Così si apre la 26esima edizione della Settimana Internazionale della Critica, con un film di godimenti cinematografici senza grandi pretese, come si usava 30, 40 anni fa: con un film che si pensa per il pubblico e non si crede più di quello che è. Simon Kaijser da Silva - nato a Stoccolma e con cittadinanza svedese, diversamente da quello che il cognome esotico autorizzerebbe a pensare - viene dalla televisione: Stockholm East  è il suo primo lungometraggio cinematografico. Sarà che questo esordio da Silva forse lo aspettava da molto tempo, sarà invece che in pochi restano immuni dall'imprinting della televisione, fatto sta che il film è al medesimo tempo una traversata nella tradizione del dramma sentimentale cinematografico e una interessante raccolta di tic, d'indizi, di sintomi di un regista che il cinema l'ha imparato in/dalla tv.
Da Silva alterna con gusto e sicurezza colori, ritmi, registri del racconto mescolando già nell'incipit leggerezza, thrilling e tragedia e seguitando per tutto l'arco del film un denso impasto di eco vagamente nostalgiche. Che si tratti di un'operazione consapevole o no conta poco: lo spettatore “ingenuo” apprezza una narrazione sapida, tesa e precisa; quello “esperto” gode invece nell'esercizio automatico del riconoscimento.
Così succede che un racconto di morti e di risurrezioni, di colpe, di menzogne, di incontri e di abbandoni, ma soprattutto di grandi passioni gioca con le aspettative del pubblico, le suggerisce, le autorizza e poi le asseconda esattamente nel modo in cui il pubblico spera che accada.
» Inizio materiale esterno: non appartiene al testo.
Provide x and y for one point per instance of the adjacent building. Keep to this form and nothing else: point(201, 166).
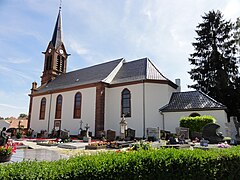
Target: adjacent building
point(100, 95)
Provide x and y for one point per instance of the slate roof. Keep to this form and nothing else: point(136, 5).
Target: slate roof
point(140, 69)
point(191, 100)
point(83, 76)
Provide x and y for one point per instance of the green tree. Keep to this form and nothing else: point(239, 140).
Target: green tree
point(215, 62)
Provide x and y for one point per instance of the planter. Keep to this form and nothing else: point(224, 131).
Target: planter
point(95, 147)
point(5, 158)
point(46, 144)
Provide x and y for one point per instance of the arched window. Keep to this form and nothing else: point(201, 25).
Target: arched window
point(49, 62)
point(126, 103)
point(60, 63)
point(77, 105)
point(42, 108)
point(58, 107)
point(194, 114)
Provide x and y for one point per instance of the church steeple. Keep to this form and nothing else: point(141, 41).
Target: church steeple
point(57, 38)
point(55, 55)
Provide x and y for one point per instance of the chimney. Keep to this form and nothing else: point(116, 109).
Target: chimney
point(178, 82)
point(34, 87)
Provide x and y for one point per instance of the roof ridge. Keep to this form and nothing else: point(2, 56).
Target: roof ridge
point(210, 98)
point(96, 65)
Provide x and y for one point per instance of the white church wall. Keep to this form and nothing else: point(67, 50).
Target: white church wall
point(36, 124)
point(67, 120)
point(87, 110)
point(157, 95)
point(113, 108)
point(171, 119)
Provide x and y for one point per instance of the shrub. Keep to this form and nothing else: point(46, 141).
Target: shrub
point(196, 123)
point(142, 164)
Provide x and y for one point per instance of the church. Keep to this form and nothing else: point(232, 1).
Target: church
point(101, 95)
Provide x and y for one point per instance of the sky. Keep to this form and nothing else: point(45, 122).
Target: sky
point(94, 32)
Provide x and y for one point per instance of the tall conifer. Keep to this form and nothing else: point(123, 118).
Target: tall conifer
point(215, 63)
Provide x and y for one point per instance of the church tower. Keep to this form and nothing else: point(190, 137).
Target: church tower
point(55, 55)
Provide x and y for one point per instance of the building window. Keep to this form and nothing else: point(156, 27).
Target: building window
point(58, 107)
point(42, 108)
point(194, 114)
point(126, 103)
point(77, 105)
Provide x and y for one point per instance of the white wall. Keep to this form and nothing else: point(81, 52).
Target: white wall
point(67, 121)
point(113, 109)
point(171, 119)
point(156, 96)
point(36, 124)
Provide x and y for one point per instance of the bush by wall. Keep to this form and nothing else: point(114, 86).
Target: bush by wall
point(196, 123)
point(142, 164)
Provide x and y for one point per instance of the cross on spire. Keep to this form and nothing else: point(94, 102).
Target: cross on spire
point(60, 5)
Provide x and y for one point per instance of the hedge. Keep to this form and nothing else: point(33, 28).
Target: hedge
point(196, 123)
point(142, 164)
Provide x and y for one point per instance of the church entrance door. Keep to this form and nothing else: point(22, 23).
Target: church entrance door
point(57, 125)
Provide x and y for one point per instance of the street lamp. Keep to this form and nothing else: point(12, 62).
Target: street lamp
point(123, 127)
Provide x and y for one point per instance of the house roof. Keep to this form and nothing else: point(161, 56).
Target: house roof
point(191, 100)
point(140, 69)
point(83, 76)
point(112, 72)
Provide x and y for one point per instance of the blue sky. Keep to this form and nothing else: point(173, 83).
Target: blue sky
point(94, 32)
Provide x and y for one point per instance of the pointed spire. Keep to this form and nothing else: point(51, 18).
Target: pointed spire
point(57, 37)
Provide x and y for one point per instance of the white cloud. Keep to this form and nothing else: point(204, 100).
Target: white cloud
point(11, 106)
point(231, 10)
point(76, 46)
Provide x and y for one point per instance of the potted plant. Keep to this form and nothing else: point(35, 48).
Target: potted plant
point(6, 152)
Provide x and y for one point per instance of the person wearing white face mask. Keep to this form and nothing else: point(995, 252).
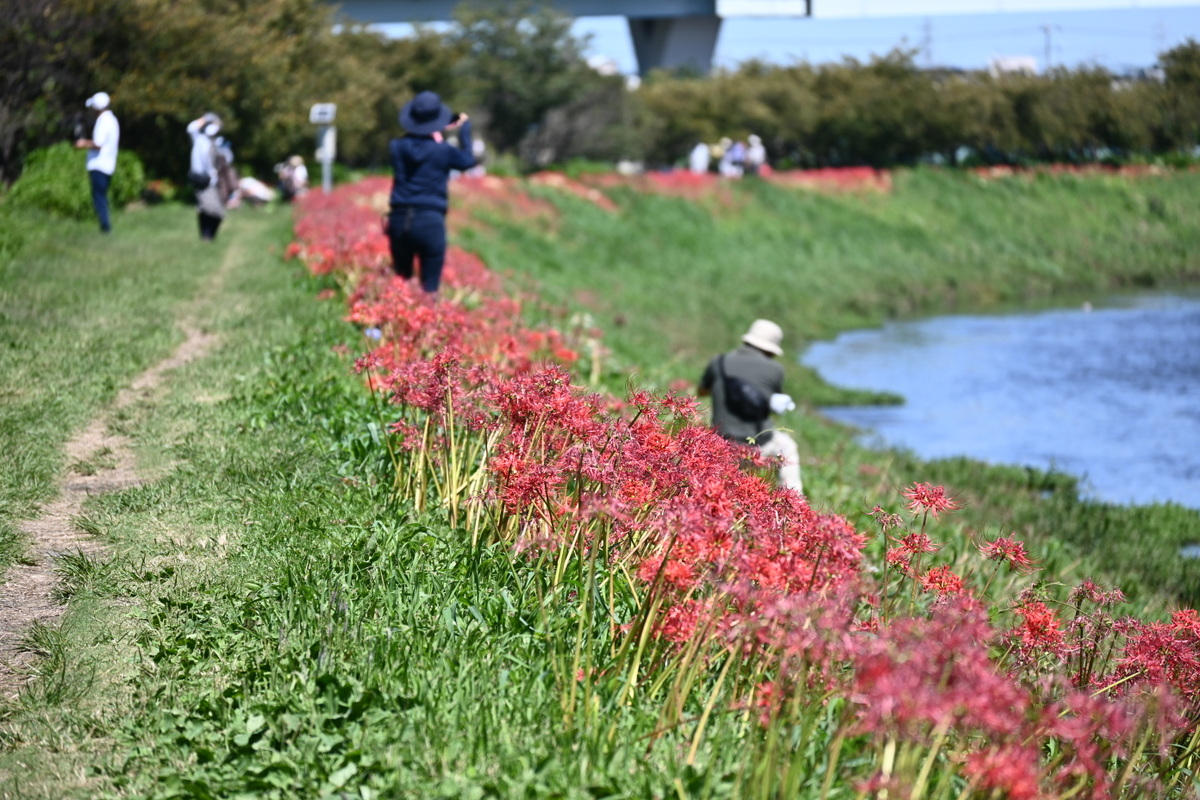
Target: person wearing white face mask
point(106, 136)
point(202, 174)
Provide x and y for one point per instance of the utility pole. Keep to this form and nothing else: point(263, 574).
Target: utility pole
point(1049, 32)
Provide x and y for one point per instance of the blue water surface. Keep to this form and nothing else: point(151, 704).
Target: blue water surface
point(1105, 394)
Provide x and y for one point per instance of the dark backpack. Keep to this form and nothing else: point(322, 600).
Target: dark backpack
point(742, 397)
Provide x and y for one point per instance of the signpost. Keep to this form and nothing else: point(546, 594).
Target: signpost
point(322, 115)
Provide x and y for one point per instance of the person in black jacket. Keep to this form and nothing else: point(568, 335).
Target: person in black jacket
point(747, 386)
point(421, 164)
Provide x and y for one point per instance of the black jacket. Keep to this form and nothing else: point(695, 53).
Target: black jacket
point(420, 168)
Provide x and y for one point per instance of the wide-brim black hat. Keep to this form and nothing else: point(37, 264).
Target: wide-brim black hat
point(425, 114)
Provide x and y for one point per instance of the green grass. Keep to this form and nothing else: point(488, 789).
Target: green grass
point(672, 282)
point(267, 624)
point(81, 316)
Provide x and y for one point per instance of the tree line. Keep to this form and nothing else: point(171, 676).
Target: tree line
point(517, 68)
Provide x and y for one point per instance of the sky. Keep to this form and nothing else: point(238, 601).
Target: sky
point(1114, 38)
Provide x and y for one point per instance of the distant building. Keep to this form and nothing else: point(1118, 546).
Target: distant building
point(1024, 65)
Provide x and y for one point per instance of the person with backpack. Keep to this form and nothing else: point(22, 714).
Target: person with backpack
point(203, 174)
point(747, 386)
point(421, 162)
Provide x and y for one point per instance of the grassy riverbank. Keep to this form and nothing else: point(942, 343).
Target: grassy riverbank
point(672, 280)
point(270, 621)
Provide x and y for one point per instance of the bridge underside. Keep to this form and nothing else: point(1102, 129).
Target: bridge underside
point(666, 34)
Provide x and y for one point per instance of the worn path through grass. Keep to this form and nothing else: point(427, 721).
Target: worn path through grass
point(97, 461)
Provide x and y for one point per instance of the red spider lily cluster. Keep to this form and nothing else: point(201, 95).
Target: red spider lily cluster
point(1027, 698)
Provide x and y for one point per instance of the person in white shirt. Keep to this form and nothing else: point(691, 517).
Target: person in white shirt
point(106, 136)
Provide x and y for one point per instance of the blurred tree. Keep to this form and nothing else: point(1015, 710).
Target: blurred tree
point(1181, 67)
point(46, 50)
point(519, 62)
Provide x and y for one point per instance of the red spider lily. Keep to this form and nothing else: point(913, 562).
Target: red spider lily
point(916, 543)
point(887, 521)
point(724, 553)
point(941, 581)
point(1039, 627)
point(929, 499)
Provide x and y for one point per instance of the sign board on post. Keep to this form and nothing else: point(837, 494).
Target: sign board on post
point(323, 115)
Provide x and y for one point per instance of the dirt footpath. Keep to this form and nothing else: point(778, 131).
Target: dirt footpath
point(99, 462)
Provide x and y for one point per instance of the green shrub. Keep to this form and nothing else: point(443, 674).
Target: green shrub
point(55, 180)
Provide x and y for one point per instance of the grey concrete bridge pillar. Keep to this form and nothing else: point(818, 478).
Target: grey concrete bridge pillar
point(675, 42)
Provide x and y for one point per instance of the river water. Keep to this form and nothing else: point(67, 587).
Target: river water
point(1110, 394)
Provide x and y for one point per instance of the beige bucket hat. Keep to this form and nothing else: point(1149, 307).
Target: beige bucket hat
point(766, 336)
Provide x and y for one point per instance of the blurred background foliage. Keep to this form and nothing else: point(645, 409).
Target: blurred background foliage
point(533, 96)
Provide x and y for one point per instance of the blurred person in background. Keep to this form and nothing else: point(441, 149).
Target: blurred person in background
point(747, 386)
point(102, 146)
point(421, 164)
point(203, 174)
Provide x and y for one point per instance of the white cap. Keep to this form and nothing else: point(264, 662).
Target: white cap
point(766, 336)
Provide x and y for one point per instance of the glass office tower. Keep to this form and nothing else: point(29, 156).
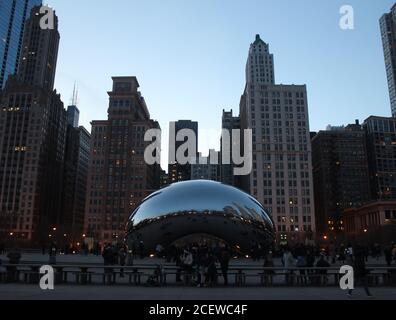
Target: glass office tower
point(13, 14)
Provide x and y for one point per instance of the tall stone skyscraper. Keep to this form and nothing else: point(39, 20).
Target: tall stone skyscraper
point(229, 122)
point(341, 176)
point(32, 140)
point(180, 172)
point(281, 178)
point(75, 177)
point(381, 150)
point(13, 14)
point(119, 177)
point(388, 34)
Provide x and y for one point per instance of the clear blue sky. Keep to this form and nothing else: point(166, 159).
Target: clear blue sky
point(189, 56)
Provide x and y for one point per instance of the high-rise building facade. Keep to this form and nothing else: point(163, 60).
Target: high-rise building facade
point(388, 34)
point(119, 177)
point(180, 172)
point(32, 141)
point(73, 116)
point(281, 178)
point(13, 14)
point(229, 122)
point(75, 178)
point(381, 149)
point(341, 178)
point(204, 169)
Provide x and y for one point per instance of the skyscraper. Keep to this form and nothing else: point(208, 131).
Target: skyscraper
point(281, 178)
point(75, 178)
point(204, 170)
point(32, 140)
point(180, 172)
point(119, 177)
point(229, 122)
point(13, 14)
point(73, 116)
point(388, 34)
point(341, 179)
point(381, 148)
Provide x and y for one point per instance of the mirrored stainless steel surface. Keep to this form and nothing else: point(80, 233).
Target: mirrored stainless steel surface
point(200, 207)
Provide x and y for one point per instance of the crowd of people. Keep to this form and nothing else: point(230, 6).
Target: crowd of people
point(198, 263)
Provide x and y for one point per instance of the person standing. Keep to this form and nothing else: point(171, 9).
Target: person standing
point(224, 260)
point(360, 271)
point(394, 252)
point(288, 262)
point(388, 255)
point(122, 255)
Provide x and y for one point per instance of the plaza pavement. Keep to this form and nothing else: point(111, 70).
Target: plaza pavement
point(93, 259)
point(31, 292)
point(121, 292)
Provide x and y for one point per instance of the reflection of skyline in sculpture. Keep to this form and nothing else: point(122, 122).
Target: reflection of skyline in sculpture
point(200, 207)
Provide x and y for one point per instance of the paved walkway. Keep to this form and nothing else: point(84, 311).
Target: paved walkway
point(29, 292)
point(92, 259)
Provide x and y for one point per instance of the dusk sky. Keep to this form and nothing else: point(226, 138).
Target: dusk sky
point(189, 56)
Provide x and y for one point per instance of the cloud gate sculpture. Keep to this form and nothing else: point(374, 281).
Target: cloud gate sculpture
point(200, 207)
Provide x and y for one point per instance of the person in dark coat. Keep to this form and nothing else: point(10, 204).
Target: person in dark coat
point(388, 255)
point(224, 260)
point(211, 271)
point(360, 271)
point(122, 255)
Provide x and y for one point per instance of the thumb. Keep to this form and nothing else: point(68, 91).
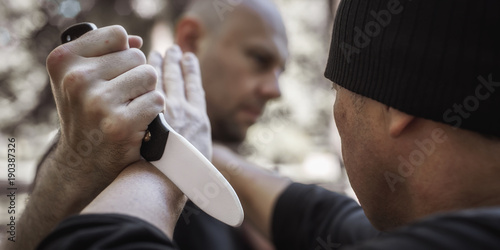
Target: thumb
point(156, 60)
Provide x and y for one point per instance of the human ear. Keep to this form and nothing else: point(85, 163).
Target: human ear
point(188, 34)
point(398, 121)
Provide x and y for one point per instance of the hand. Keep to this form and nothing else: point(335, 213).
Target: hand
point(185, 107)
point(105, 96)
Ci sono solo due modi per annullare il potere distruttivo del luogo comune e del clichè:  la distanza distruttrice della parodia o l'aderenza assoluta della fede. Da Silva rientra nel secondo caso, eppure in qualche modo in questo suo primo cimento cinematografico sii vede anche una speciale forma di distanza: quella di chi cita il classico guardandolo da lontano. I difetti formali e qualche ingenuità nello script non bastano a cancellare la piacevole efficienza di questo film “per tutti”.